A note_flags.csv from the synthetic sample_data/ is empty because the demo patients don't have neurology vocabulary in their narratives. Build your own against sample_data/ with a keyword list that matches the demo data:

from registryforge_patient import parse_folder, flag_notes
df, _ = parse_folder('./sample_data')
flags = flag_notes(df)   # use default neurology/rare disease keyword list
print(flags.groupby('keyword').size().sort_values(ascending=False))

You should get around 80 matches across roughly 7 of the default keywords.
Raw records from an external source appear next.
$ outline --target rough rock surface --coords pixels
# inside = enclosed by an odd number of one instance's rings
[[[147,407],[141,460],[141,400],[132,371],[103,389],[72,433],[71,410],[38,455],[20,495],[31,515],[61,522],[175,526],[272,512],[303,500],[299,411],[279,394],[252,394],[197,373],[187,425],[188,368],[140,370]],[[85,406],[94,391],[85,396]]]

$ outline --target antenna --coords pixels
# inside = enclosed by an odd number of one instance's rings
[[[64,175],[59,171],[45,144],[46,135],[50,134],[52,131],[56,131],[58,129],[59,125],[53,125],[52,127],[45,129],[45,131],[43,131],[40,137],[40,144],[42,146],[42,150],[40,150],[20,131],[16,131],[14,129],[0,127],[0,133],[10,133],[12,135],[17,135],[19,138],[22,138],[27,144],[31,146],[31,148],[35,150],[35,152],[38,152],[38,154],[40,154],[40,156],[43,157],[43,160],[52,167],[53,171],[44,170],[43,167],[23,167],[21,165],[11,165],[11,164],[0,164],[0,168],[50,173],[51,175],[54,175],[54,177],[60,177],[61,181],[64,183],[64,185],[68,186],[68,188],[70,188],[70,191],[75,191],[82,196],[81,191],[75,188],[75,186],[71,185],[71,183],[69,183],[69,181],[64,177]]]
Joe Demo (the Dravet syndrome persona) accounts for most of them - his clinical notes mention seizures, AAC, wheelchair, physical therapy, and genetic testing in detail. Alex Demo contributes a smaller number of intellectual disability + genetic testing flags. Jane Demo (the well-controlled focal epilepsy persona) has minimal note text and few keyword matches.